Gölün iç kısımlarında hala flamingo ve diğer kuş türlerinin besleniyor olması, bölge sakinlerinin umutlarını canlı tutsa da, yaşanan su çekilmesi endişe verici.
Bafa Gölü, Muğla ile Aydın sınırlarında, tarihi Beş Parmak Dağları'nın eteklerinde yer alıyor. 8 bin yıllık kaya resimlerinin bulunduğu bu bölge, doğal güzellikleri, biyolojik çeşitliliği ve çevresindeki tarihi kalıntılarla uluslararası öneme sahip bir sulak alan olarak biliniyor. Göl, 261 kuş, 22 sürüngen ve 19 memeli türüne ev sahipliği yaparak, nesli tehlike altında olan birçok kuş türü için de yaşam alanı sağlıyor ancak, bu yıl yaşanan kuraklık nedeniyle Bafa Gölü'ndeki su seviyesi yaklaşık 30 metre çekildi. Yerel halk, gölün eski günlerine dönmesini umutla beklerken, kuraklığın etkileri daha belirgin hale geliyor.
UZMANLARDAN UYARILAR
Muğla Sıtkı Koçman Üniversitesi (MSKÜ) İnşaat Mühendisliği Bölümü Su Kaynakları Ana Bilim Dalı Başkanı Doç. Dr. Ceyhun Özçelik, antik çağda Latmos Körfezi olarak bilinen Bafa Gölü'nün su seviyesinin, bölgedeki akarsuların getirdiği su miktarına bağlı olarak değiştiğini belirtti. Büyük Menderes Nehri'nin göle taşıdığı kirleticilerin de zaman zaman göl kirliliğine neden olduğunu ifade eden Özçelik, “Son yıllarda Bafa Gölü, kuraklık nedeniyle oldukça zor dönemler yaşıyor. Bu durum her yıl daha da artıyor. Aslında bu kuraklık, Büyük Menderes Havzası'nın tamamını etkiliyor” dedi.
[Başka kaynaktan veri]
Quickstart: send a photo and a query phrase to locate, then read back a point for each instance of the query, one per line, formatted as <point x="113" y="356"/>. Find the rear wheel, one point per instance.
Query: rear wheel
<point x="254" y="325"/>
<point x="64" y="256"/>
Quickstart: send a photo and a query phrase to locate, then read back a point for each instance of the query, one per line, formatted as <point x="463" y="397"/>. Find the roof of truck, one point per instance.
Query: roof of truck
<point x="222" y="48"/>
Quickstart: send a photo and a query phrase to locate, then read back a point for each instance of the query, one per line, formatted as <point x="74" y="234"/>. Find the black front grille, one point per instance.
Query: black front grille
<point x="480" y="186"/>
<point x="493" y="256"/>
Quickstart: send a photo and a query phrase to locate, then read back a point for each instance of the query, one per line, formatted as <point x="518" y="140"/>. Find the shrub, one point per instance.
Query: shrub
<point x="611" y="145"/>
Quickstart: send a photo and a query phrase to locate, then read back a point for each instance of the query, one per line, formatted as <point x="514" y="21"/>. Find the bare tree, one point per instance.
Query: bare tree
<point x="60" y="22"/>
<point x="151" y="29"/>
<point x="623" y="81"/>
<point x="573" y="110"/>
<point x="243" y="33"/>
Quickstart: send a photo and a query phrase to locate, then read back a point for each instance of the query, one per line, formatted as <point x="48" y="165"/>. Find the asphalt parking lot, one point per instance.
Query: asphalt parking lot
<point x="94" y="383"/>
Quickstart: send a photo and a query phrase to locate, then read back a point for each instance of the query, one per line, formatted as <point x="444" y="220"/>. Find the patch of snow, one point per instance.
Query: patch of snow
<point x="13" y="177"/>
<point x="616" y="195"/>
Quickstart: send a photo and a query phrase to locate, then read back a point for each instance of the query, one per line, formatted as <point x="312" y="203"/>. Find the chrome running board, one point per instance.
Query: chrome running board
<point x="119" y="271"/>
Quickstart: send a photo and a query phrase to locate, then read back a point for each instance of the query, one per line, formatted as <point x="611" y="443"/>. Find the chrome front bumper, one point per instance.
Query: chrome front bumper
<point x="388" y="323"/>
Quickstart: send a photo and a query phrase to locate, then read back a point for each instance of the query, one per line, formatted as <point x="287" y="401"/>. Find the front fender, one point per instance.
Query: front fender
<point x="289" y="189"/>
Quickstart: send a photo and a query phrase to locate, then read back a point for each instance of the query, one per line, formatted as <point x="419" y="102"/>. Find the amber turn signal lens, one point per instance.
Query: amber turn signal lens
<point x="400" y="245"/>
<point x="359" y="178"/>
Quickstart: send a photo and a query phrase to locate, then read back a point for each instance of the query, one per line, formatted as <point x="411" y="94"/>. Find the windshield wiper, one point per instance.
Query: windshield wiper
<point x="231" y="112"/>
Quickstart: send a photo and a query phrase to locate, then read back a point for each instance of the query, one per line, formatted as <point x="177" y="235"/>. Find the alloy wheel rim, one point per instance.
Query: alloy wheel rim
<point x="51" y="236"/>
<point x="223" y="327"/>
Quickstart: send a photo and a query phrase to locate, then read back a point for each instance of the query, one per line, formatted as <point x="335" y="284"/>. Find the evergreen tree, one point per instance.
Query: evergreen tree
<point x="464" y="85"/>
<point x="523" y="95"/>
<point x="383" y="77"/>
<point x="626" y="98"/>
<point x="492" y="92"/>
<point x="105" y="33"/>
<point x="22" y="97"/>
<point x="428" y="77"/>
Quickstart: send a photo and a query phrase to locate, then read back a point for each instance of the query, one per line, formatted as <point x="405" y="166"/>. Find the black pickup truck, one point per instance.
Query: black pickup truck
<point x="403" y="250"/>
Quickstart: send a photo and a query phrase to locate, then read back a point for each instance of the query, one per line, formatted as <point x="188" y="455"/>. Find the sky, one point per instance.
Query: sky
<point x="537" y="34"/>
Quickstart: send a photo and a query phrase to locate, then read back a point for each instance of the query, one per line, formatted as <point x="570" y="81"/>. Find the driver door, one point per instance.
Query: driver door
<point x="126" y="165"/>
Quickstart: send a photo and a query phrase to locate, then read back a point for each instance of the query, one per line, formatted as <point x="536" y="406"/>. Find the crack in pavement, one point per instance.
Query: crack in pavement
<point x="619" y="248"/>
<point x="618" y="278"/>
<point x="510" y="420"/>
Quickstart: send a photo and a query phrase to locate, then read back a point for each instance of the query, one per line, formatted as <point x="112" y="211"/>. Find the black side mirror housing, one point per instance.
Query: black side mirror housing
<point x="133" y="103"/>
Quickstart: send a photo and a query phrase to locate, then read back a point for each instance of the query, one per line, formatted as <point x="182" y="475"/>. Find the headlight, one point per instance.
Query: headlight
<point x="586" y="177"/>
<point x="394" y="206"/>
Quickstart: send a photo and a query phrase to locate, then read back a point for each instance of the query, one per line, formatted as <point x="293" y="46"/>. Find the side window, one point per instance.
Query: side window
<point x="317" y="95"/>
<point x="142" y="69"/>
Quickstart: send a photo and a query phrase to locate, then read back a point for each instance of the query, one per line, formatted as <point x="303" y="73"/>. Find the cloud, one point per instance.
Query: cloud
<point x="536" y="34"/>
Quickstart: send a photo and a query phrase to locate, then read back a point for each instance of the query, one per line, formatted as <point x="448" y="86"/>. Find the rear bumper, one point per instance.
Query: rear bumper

Göl seviyesinin azalmasıyla birlikte oksijen miktarının da düştüğünü vurgulayan Özçelik, yerel dereciklerin ve küçük ırmakların kirlenmesinin yoğunlaştığını kaydetti. “Bu durum, göldeki balık türleri ve göçmen kuşlar dahil birçok canlı yaşamını olumsuz etkiliyor” diye ekledi.
SU YÖNTEMİNİN ÖNEMİ
Özçelik, su yönetiminin havza bazında ele alınması gerektiğini vurguladı. “Bu, sadece gölün korunması için değil, aynı zamanda bölgenin doğal ve kültürel güzelliklerinin sürdürülebilirliği için de son derece önemli” dedi. Yaz aylarındaki yağış azlığı nedeniyle Büyük Menderes Havzası’nda ciddi bir akış eksikliği yaşandığını belirten Özçelik, sanayi ve tarım alanlarından kaynaklanan atık suların kirliliği artırdığını ifade etti.
Sonuç olarak, su kaynakları yönetimi, göle giren su miktarının ve kalitesinin kontrol edilmesi ile çevresindeki kirleticilerin önlenmesi açısından büyük bir önem taşıyor.
UMUTLU BEKLEYİŞ
Ekim ayının gelmesiyle birlikte kurak dönemin sona erdiğini ve yeni su yılına giriş yapıldığını belirten Özçelik, kış yağışları ile birlikte göle giren su miktarında artış yaşanmasını beklediklerini söyledi. Bu sayede, Bafa Gölü’nün toparlanma sürecine girebileceği umudunu taşıyor. Bölge sakinleri de benzer şekilde, gölün eski canlılığına kavuşması için kış yağışlarını dört gözle bekliyor.